Scrutinizing X memory, part 2: what’s taking all that memory?

So here goes some statistics of the Xorg process running. All the informations were fetch from /proc/`pidof Xorg`/{smaps, status}. I used also a script found on the Web to parse and organize these informations; Mikhail Gusarov has extended this script to show a very useful output.

Xorg per se

Running just one standalone `Xorg -retro`. In my system it represents:
VmRSS: 5440 kB
VmSize: 13620 kB

from those 5440 kB of RSS:
3404 kB (63 %) come from code
1628 kB (30 %) come from malloc/mmap in anonymous memory (heap)
228 kB (4 %) come from other data mapped in memory
180 kB (3 %) come from rodata

from those same 5440 kB of RSS:
1628 kB (30 %) come from malloc/mmap in anonymous memory (heap) somewhere*
1200 kB (22 %) come from Xorg
628 kB (12 %) come from libc
316 kB (6 %) come from libcrypto
164 kB (3 %) come from libint10
136 kB (2.5%) come from libXfont
128 kB come from libxaa
120 kB come from libpixman
116 kB come from nv_drv
112 kB come from ld
102 kB come from libglx
100 kB come from swrast_dri
88 kB come from libfb
60 kB come from libpthread
48 kB come from evdev
xxx kB come from other libraries**

* just looking into /proc/, there’s no way to determine if the allocations came either from the binary itself or some DSO. I’ll definitely analyse carefully this in a near future using another approach.

** it’s missing from these numbers the input hotplug layer, which mostly systems are using today. In another data collected, I’ve seen dbus + hal taking 268 kB against amazingly 64 kB from libudev.

These measurements are not perfect; they are a snapshot of the memory when the server just started. The same footprint brought to memory at Xorg’s initialization time will differs a lot from the regular usage of the rest of Xorg’s life, which would deals with clients and users interacting. For instance, libint10 is mapping 164 kB and it’s likely that will never be swapped back to the memory again. Likewise, the heap portion will increase when clients starts to allocate pixmaps on the server.
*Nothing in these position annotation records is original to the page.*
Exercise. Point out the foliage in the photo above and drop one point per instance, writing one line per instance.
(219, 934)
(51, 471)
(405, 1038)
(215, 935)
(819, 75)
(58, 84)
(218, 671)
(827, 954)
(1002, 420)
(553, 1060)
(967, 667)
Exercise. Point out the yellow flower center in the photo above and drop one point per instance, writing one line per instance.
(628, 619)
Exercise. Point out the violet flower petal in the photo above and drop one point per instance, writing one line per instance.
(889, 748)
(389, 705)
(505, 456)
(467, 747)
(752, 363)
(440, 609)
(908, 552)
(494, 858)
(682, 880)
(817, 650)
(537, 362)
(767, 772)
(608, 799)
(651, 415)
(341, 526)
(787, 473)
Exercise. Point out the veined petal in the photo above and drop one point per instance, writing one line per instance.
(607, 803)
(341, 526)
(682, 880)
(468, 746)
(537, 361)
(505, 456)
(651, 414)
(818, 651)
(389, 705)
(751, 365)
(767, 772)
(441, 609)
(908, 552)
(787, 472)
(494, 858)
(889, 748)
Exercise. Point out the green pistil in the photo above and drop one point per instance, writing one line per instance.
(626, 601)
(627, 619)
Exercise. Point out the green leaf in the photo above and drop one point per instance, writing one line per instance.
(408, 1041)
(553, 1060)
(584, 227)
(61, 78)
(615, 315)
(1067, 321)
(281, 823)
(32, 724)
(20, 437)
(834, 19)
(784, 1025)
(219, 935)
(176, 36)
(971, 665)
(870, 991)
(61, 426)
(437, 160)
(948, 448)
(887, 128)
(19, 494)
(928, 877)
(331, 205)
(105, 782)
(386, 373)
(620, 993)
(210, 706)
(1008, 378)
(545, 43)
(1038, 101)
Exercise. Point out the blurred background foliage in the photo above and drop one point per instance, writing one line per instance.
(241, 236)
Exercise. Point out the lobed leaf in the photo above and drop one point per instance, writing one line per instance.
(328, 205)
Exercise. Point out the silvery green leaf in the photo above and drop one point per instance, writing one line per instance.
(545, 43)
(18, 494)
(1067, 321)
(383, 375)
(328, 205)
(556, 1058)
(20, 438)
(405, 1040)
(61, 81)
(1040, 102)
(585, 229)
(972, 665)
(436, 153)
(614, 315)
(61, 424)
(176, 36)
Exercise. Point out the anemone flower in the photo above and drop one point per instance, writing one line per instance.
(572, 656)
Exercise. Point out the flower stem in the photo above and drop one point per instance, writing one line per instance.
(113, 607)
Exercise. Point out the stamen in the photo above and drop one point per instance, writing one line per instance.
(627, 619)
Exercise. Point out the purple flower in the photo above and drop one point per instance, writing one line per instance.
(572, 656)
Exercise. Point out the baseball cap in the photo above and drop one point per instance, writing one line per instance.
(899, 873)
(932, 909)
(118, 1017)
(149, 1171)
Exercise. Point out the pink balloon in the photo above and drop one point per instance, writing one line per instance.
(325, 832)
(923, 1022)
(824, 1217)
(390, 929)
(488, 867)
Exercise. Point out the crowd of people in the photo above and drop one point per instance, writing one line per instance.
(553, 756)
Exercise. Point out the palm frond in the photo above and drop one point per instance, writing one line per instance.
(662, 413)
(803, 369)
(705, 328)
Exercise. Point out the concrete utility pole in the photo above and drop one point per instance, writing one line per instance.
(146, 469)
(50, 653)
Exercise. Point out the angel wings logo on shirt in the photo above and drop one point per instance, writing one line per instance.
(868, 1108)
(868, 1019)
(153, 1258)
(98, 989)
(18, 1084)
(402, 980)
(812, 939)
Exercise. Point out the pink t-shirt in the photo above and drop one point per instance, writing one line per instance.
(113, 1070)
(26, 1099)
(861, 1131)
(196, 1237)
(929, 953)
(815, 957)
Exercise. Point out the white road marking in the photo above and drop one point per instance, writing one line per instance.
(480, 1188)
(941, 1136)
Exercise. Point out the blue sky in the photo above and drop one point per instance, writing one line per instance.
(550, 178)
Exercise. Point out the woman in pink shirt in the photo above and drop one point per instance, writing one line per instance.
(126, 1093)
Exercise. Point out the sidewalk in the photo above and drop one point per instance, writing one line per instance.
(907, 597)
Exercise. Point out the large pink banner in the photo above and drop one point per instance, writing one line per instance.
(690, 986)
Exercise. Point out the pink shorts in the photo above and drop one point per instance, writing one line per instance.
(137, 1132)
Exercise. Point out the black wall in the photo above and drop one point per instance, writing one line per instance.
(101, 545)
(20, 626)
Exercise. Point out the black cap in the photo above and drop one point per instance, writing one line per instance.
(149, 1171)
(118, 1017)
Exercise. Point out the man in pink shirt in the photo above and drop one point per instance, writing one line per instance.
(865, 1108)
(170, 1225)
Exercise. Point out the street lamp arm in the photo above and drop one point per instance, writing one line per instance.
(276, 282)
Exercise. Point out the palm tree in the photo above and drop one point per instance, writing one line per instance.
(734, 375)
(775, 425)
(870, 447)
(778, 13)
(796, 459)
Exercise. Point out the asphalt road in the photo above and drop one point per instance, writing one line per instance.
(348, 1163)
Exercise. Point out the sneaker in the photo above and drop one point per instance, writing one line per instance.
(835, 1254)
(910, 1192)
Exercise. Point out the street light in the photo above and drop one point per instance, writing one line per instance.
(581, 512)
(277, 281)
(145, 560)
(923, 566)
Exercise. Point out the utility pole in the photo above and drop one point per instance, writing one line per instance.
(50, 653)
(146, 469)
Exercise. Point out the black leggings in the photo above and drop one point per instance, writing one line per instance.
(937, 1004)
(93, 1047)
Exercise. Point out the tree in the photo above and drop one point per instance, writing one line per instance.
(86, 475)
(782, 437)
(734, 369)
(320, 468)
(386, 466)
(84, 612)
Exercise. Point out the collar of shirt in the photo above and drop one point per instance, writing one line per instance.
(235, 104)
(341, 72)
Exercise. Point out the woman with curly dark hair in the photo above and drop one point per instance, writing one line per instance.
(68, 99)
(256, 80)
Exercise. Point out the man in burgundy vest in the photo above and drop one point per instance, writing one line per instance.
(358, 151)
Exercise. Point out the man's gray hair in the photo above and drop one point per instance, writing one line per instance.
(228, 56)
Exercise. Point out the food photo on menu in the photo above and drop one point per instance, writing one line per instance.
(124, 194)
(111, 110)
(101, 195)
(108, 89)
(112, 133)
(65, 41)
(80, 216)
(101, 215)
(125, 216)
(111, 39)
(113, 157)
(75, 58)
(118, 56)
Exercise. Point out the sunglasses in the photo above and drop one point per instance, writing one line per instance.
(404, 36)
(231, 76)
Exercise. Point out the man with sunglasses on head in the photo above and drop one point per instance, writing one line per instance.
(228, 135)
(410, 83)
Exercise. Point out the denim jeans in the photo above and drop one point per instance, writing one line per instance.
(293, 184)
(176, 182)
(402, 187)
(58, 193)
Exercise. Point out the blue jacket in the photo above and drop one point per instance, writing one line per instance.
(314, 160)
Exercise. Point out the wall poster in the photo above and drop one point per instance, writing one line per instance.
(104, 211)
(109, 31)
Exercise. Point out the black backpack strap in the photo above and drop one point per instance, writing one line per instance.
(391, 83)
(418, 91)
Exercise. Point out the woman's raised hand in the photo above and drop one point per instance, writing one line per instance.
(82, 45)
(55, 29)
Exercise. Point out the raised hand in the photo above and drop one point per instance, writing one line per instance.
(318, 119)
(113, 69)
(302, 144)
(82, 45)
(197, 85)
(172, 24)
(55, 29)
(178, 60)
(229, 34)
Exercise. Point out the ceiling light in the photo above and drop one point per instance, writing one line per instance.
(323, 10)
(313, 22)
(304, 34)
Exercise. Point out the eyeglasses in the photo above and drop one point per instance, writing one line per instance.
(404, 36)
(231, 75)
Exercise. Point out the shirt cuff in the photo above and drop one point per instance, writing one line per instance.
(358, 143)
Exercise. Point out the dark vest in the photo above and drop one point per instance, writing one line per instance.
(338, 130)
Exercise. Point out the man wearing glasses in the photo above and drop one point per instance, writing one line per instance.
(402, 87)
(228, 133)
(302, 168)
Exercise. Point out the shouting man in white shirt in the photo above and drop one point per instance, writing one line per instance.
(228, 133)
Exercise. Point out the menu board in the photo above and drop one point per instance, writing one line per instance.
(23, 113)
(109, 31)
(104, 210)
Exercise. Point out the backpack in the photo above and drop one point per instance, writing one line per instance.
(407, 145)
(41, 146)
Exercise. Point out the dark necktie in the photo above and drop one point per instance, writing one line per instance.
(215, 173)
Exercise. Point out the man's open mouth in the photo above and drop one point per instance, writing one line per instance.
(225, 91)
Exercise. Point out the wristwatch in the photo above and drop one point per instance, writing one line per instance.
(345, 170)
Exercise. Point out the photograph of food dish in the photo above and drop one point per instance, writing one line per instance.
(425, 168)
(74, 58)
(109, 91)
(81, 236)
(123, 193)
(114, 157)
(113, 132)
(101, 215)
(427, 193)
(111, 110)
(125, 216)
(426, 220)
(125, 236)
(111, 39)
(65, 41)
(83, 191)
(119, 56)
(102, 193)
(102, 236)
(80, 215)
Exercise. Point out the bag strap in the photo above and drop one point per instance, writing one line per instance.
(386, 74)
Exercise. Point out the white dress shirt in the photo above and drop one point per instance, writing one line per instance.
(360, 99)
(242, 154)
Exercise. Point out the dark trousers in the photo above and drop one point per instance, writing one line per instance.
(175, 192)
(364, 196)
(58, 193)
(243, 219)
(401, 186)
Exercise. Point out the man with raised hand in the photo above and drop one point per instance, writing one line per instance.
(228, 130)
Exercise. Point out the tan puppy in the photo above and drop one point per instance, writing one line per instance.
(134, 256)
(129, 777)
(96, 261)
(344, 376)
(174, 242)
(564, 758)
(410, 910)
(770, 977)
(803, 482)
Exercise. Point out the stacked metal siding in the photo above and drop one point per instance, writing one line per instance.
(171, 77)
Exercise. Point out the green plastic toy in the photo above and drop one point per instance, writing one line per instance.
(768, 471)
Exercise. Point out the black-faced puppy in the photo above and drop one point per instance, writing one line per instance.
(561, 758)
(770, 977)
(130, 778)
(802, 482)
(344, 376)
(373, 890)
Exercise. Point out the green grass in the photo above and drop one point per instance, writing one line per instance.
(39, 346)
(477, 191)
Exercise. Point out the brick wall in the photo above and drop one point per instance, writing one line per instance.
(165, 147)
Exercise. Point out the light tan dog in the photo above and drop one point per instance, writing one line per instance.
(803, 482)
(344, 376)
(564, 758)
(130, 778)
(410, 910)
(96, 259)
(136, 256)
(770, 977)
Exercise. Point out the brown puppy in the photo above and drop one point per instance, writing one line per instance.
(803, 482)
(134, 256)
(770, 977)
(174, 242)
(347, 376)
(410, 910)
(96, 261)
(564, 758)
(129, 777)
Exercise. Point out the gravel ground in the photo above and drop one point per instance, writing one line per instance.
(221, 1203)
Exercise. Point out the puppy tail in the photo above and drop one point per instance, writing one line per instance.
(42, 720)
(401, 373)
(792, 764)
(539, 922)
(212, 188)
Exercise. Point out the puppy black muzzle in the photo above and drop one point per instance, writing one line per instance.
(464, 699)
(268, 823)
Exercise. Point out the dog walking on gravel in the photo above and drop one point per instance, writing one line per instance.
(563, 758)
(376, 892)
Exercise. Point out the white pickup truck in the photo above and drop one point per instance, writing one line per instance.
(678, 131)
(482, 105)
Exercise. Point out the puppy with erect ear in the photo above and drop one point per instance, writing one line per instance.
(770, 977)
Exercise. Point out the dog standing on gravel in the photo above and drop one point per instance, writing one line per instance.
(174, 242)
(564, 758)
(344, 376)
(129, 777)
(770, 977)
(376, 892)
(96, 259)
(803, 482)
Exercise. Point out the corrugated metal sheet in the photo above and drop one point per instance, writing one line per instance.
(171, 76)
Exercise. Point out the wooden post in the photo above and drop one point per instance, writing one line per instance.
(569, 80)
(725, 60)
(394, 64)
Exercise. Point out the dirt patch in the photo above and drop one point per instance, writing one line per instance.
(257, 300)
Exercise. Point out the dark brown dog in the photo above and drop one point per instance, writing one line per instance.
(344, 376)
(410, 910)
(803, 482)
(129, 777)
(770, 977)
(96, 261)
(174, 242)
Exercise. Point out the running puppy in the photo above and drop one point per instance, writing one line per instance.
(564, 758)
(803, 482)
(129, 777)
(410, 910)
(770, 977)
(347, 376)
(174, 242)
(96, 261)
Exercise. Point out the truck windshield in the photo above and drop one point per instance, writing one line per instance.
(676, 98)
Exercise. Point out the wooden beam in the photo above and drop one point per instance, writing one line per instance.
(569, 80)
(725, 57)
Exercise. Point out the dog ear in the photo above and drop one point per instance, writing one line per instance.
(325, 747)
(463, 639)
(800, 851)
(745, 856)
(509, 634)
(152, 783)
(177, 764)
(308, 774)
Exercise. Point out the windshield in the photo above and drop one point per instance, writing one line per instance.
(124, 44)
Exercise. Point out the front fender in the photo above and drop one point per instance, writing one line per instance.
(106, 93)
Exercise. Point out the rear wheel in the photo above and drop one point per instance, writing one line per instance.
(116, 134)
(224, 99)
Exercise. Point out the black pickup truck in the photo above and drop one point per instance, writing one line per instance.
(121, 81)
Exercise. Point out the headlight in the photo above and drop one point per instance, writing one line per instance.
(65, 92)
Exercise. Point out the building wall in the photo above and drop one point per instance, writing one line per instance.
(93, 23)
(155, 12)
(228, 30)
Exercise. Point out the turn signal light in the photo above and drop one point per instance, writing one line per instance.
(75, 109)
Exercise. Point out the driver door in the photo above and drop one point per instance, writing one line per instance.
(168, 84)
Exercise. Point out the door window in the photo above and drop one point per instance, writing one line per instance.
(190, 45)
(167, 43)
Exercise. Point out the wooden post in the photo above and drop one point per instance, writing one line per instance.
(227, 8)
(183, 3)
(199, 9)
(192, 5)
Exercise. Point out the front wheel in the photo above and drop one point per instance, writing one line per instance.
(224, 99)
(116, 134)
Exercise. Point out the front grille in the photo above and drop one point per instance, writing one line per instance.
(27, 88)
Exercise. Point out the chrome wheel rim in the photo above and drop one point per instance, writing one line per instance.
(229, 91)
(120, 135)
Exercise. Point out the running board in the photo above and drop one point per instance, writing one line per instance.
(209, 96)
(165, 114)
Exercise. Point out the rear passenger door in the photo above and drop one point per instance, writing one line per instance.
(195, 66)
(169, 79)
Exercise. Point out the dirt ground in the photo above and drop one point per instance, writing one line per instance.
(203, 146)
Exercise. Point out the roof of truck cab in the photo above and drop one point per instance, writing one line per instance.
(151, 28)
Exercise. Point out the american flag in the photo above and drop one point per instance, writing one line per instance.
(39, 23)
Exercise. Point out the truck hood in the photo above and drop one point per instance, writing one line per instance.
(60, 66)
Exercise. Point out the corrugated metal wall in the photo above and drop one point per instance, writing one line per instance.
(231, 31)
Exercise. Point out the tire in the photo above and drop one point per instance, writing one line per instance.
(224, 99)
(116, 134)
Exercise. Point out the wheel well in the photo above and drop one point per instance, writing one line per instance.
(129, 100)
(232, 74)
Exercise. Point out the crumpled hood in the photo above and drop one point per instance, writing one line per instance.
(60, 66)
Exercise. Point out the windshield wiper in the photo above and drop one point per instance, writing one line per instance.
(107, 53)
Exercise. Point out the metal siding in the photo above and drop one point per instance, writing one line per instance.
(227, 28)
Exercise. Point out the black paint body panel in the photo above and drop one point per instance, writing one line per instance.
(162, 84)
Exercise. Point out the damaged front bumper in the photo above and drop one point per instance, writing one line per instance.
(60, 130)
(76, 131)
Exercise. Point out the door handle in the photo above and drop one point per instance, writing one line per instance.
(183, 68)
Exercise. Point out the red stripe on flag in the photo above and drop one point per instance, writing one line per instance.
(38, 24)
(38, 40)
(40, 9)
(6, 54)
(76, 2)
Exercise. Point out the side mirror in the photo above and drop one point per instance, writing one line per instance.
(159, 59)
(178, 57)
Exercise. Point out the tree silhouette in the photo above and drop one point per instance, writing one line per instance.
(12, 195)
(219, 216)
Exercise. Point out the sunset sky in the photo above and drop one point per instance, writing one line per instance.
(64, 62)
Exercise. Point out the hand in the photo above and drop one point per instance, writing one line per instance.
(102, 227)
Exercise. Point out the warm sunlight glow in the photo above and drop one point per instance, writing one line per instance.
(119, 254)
Even though, we can see some nice facts. From the first chart, we see that almost 2/3 in RSS is used by instructions. Is it a normal behaviour of a graphics server? I don’t know. In the other chart, we see a huge footprint of libcrypto. In such library, when not counting shared mappings (e.g. used by openssl), it’s using 88 kB of RSS for private mappings only – sigh. We probably can replace it by other SHA1 implementation (in fact, we have already others inside the server) or use our built-in. We have also libpthread, used in GLX, which is being built even on systems that are not using it (e.g. Maemo on N900). libXfont shows up as a surprise to me either, taking a considerable amount of memory. We’re probably able to tweak it a bit though.

the code being started

Another way to analyse Xorg, is getting informations per code and modules being started. So I first set a breakpoint in InitOutput() function. Until InitOutput() be called:
VmRSS: 1728 kB
VmSize: 8788 kB

from 1728 kB in RSS:
1336 kB (77.3 %) come from code
132 kB (7.6 %) come from malloc/mmap in anonymous memory (heap)
144 kB (8.3 %) come from other data mapped in memory
116 kB (6.7 %) come from rodata

from 1728 kB in RSS:
436 kB (25.2 %) come from libc
328 kB (19 %) come from Xorg
316 kB (18.3 %) come from libcrypto

A breakpoint in InitOutput() means the very first steps of Xorg initialization: command line processing, OS layer being started and other basic routines. At this point, naturally it wasn’t executed much code inside Xorg yet, neither any drivers were loaded. Therefore, almost half memory usage of the process (44 %) came from basic libraries start up such as libc, libcrypto, etc.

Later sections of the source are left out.